One feature that seasoned MacBook users may miss is the good ol’ MagSafe connector, because no one wants to accidentally drag a pricey laptop off the table. Alas, ever since Apple made the jump to USB-C, it decided to retire its handy magnetic invention — it even stopped short at releasing a MagSafe-to-USB-C adapter. There have since been a few third-party alternatives, with the earlier ones handling just power delivery (like Griffin’s BreakSafe cable), followed by the more advanced data transmitting types with mixed reviews — they tend to be bulky, nor did they support Thunderbolt 3’s full bandwidth, apparently.
This is where ThunderMag comes in. Developed by Innerexile over the past three years, this little gadget is claimed to be the world’s first truly Thunderbolt 3-compatible magnetic adapter. In other words, ThunderMag can pass through data at up to 40 Gbps (or video at up to 5K) while also delivering 100W of power, thanks to its 24 pins and delicate magnetic shaping — the latter to protect the cable’s high-frequency signal. And of course, the ThunderMag isn’t exclusive to MacBooks; just plug it into any Thunderbolt 3 or USB-C port on a device and you’re good to go.

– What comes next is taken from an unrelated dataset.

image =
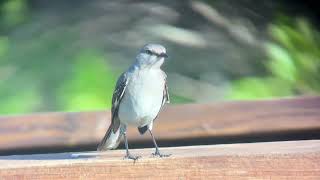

Innerexile added that the ThunderMag has been put through reliability tests to ensure it doesn’t overheat — never exceeding 120°F or about 49°C. The device is also small enough that you can plug one right next to another on your MacBook. And don’t worry about those tiny pins, as they are shielded well enough to avoid accidental grinding.
Given that Innerexile picked Kickstarter as the launching platform for the ThunderMag, I was naturally worried at first. After all, direct competitors MagC and MagNeo also took to crowdfunding, and both ended up being super fishy (as is the case with many crowdfunding campaigns, sadly). Fortunately, I’ve been able to follow the ThunderMag’s progress closely, especially when I received the first prototype back in June last year. The near-final product I have now is thankfully a lot more polished, packing just the right amount of magnetic force to ensure the adapter breaks apart when the cord is pulled.
The only products that appear to pose a threat to the ThunderMag are the Snapnator connectors, which also boast a 40 Gbps speed, but Innerexile cautioned that this shouldn’t be possible with their mere 20-pin configuration — that would only get them to Thunderbolt 2 (20 Gbps) at best. In fact, Innerexile went as far as getting hold of those units for testing, and apparently those only delivered USB 3.1 Gen 2 speeds (10 Gbps). We’ll just have to take the company’s word for it.
The ThunderMag, on the other hand, have hit at least 17 Gbps in Innerexile’s own tests using a TEKQ Rapide Thunderbolt 3 portable SSD. With the latest of the three pre-production ThunderMags on me, I even hit about 19 Gbps at one point — almost touching the same SSD’s 2,500 MB/s read speed limit. And with the ThunderMag removed, I achieved near-identical speeds as it’s supposed to. Of course, this was only about half of Thunderbolt 3’s limit, but I’d probably need a crazy expensive SSD RAID array to go all the way.
Assuming the ThunderMag has no issue with even faster data transmissions, one question remains: Is it worth the investment — ranging from $39 to $49, depending on how early you back it on Kickstarter — just for that extra bit of protection? Well, if you or someone you know have a tendency to trip over laptop cables, then it probably is, though I’m not so sure with the full retail price of $79 when the ThunderMag hits the stores. For now, though, backers should receive their goods as early as April, but as always, proceed with caution.